Coming in at number two is Celeste’s emotional and soulful track, Hear My Voice, from the film “The Trial of the Chicago 7”. This Netflix drama is based on the infamous 1969 trial of seven defendants charged with conspiracy by the federal government arising from counterculture protests in Chicago at the 1968 Democratic National Convention. A psychological and emotional thriller, this was hands down one of the best films of 2020, which explains its nomination for Best Picture.

 

But within this tale of hippies and rebellion, a musical gem is hidden, and that gem is Hear My Voice. Performed by British singer-songwriter and megastar Celeste, whose first album debuted at number 1 on the UK charts, this song is a jazzy anthem to empowerment.

 

The vibes are old school, characterized by smooth vocals and a background track that seems to just float on cloud 9. Hear My Voice reminds me of the greatest old-school records of Aretha Franklin and Ella Fitzgerald. Honestly, I could listen to this song all day whether it was in a film or not.

 

The one and only reason that Hear My Voice doesn’t come in at number at one is that our first-place winner is just that good. This timeless track defies boundaries and easily deserves the Best Original Song award as well as any other accolade you can think of.

1) Fight For You— From “Judas and the Black Messiah”– Written by Dernst “D’Mile” Emile II, H.E.R., and Tiara Thomas

And now the moment we have all been eagerly awaiting… our first place winner and undisputed top choice is H.E.R’s R&B masterpiece Fight For You. This phenomenal track hails from another Best Picture front-runner, “Judas and the Black Messiah”, a thrilling historical drama about William O’Neal, who, under the orders of the FBIinfiltrates the Illinois chapter of the Black Panther Party to gather intelligence on Chairman Fred Hampton.

 

Within this masterpiece of a film lies a timeless song by the queen of R&B herself, H.E.R.: Fight For You. The melodies are intricate, the harmonies are unique, and the vibe is ethereal and soulful.  The production always provides something new, whether it’s an interesting drum fill or some never before heard chords. The rhythms are incredibly complex, proving that H.E.R always knows how to deliver a song. The lyrics are as poetic as they come, conjuring larger-than-life themes of civil rights and revolution.

 

“Freedom for my brothers
     Freedom ’cause they judge us
Freedom from the others
     Freedom from the leaders, they’re keeping us
Freedom gon’ keep us strong
     Freedom if you just hold on
Freedom ain’t free at all, no” 

 

 

This song separates itself from the other songs in the pack through its sheer x-factor. Everything in this track is new and fresh, and it suits “Judas and the Black Messiah” perfectly. There is no reason not to love Fight For You, inside a film or just on its own.
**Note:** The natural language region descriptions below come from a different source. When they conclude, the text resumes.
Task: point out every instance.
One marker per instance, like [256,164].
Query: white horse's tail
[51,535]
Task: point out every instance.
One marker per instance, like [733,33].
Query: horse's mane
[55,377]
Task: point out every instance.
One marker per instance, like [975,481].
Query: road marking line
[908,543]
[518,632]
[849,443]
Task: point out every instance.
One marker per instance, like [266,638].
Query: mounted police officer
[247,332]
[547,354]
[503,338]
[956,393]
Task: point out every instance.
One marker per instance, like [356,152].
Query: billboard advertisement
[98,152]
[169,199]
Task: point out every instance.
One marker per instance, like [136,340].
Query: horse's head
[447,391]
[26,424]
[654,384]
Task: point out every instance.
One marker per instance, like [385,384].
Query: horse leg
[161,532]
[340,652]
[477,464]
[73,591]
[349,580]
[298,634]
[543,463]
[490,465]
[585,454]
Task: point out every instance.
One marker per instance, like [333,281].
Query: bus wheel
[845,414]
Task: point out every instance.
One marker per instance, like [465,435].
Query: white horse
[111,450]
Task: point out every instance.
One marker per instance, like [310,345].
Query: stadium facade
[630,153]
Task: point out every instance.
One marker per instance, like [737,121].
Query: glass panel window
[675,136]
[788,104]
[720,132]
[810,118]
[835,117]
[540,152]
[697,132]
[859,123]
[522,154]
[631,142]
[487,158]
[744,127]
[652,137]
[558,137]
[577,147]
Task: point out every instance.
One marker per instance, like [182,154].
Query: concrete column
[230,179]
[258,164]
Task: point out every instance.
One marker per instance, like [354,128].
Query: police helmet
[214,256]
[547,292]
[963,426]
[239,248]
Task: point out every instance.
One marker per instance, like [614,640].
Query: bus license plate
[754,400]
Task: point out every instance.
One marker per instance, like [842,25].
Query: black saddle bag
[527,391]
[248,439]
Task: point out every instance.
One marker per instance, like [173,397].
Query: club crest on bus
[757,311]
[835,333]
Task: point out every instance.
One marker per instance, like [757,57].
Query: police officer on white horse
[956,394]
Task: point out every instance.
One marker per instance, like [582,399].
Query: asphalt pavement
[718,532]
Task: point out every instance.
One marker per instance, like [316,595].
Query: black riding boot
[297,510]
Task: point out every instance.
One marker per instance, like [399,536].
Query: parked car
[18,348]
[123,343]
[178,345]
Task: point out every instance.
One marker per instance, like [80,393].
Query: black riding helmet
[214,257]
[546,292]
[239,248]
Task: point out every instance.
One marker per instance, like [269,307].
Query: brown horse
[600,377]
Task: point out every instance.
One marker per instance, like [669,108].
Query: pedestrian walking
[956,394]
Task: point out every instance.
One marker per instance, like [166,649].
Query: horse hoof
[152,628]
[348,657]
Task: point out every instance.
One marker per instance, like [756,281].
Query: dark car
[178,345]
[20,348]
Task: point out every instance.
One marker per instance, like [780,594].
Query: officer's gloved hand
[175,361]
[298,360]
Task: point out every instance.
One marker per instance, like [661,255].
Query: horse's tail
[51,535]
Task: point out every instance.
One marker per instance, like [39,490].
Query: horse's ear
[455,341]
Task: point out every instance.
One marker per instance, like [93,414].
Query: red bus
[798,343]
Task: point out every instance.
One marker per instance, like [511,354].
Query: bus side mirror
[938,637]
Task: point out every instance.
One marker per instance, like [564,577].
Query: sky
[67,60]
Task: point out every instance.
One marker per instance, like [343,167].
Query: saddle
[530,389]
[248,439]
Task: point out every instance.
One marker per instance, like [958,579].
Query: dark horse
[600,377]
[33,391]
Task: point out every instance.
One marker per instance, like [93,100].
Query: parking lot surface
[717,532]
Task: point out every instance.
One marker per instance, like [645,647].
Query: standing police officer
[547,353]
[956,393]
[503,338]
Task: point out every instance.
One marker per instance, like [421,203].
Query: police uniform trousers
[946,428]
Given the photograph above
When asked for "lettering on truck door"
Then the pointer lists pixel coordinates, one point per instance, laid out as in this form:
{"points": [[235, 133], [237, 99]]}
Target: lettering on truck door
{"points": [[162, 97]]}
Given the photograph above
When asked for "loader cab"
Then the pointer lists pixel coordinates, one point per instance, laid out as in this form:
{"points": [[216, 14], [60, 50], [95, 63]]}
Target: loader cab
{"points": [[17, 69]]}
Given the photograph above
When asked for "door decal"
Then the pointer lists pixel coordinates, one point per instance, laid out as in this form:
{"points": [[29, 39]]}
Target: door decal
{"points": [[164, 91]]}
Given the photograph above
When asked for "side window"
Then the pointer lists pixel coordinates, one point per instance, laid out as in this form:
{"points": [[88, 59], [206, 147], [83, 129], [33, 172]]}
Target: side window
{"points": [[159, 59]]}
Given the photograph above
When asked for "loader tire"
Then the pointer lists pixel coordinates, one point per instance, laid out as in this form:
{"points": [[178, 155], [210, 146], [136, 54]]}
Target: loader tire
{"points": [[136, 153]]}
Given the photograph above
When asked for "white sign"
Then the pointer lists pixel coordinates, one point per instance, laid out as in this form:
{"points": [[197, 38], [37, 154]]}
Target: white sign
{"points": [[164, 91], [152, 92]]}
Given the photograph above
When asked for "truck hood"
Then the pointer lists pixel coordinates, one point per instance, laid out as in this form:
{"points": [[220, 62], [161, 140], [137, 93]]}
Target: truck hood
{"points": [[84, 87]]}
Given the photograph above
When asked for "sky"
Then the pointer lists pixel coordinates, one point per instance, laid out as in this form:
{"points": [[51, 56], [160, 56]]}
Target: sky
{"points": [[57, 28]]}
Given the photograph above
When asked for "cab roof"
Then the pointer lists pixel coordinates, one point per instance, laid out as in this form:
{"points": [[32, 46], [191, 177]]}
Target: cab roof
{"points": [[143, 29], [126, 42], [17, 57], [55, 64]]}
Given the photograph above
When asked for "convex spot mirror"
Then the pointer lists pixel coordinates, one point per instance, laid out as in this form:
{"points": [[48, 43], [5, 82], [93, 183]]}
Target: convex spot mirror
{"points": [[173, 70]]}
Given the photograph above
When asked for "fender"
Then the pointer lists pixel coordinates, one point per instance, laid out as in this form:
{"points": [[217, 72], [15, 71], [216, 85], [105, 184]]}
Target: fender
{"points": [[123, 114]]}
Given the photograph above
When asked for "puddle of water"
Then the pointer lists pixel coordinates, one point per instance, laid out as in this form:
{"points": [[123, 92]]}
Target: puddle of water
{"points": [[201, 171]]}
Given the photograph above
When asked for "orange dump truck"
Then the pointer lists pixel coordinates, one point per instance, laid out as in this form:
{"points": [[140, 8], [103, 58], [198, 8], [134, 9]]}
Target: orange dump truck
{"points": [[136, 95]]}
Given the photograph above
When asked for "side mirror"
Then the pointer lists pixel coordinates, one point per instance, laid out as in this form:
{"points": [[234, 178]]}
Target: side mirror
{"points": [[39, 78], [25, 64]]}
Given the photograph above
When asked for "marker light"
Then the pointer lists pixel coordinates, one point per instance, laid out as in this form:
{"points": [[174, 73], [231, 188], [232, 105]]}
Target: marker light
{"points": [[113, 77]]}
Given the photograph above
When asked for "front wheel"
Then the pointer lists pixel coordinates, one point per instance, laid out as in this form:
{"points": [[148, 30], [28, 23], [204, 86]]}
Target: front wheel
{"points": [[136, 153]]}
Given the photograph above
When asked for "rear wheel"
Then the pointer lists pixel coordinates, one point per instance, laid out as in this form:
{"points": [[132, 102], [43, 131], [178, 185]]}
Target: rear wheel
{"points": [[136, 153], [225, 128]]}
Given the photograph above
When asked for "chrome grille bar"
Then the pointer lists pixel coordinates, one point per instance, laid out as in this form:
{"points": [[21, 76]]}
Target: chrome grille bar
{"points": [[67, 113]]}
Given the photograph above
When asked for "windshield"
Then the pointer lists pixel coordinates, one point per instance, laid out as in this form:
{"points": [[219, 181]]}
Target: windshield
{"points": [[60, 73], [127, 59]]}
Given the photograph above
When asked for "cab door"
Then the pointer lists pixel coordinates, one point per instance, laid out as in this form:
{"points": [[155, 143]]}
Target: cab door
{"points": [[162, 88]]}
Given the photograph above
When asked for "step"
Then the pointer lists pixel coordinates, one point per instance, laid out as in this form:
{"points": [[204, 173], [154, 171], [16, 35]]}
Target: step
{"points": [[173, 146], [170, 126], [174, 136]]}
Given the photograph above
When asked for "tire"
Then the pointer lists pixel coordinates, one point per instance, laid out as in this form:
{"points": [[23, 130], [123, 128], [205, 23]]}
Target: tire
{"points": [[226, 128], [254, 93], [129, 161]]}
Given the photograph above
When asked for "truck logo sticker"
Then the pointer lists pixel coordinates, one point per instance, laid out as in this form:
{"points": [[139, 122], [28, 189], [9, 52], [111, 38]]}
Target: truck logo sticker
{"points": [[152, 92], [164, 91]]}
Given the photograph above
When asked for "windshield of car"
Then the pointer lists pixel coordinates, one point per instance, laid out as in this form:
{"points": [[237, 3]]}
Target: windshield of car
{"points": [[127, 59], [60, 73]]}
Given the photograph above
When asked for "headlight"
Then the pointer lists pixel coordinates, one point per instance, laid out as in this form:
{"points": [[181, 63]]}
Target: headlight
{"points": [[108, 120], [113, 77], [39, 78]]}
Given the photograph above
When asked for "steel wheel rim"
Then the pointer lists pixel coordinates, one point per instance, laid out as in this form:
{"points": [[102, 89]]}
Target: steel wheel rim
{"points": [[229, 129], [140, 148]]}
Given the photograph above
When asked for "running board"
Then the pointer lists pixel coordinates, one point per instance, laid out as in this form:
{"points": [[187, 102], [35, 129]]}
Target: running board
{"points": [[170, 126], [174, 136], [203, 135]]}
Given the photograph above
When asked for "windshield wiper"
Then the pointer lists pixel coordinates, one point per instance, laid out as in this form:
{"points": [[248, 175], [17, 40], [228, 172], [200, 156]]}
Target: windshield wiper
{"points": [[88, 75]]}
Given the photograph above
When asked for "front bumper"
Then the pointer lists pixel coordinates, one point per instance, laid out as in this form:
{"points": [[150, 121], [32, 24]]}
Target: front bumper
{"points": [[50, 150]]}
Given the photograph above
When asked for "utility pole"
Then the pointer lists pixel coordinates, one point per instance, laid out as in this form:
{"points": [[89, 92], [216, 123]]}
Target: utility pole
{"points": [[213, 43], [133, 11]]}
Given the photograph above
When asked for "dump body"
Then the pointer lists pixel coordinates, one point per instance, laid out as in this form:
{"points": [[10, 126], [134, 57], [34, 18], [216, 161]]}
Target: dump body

I can guarantee I will be listening to it for days, and rooting for it at this year’s Oscars.

Whether you have seven spreadsheets and a lot of money on the line, or just enjoy a good awards show, this year’s Oscars are going to be extra special. 2020 was a year like no other for the film industry, with digital streaming clearly emerging as the dominant medium for the future.

 

Along with changing films, came changing music. Artists from around the world innovated and came out with some of the greatest original film songs to date across every genre, from R&B hits to power ballads.

Please take this list with a  massive grain of salt. All five of these songs are masterpieces, and I encourage you to listen to all of them and watch their respective films.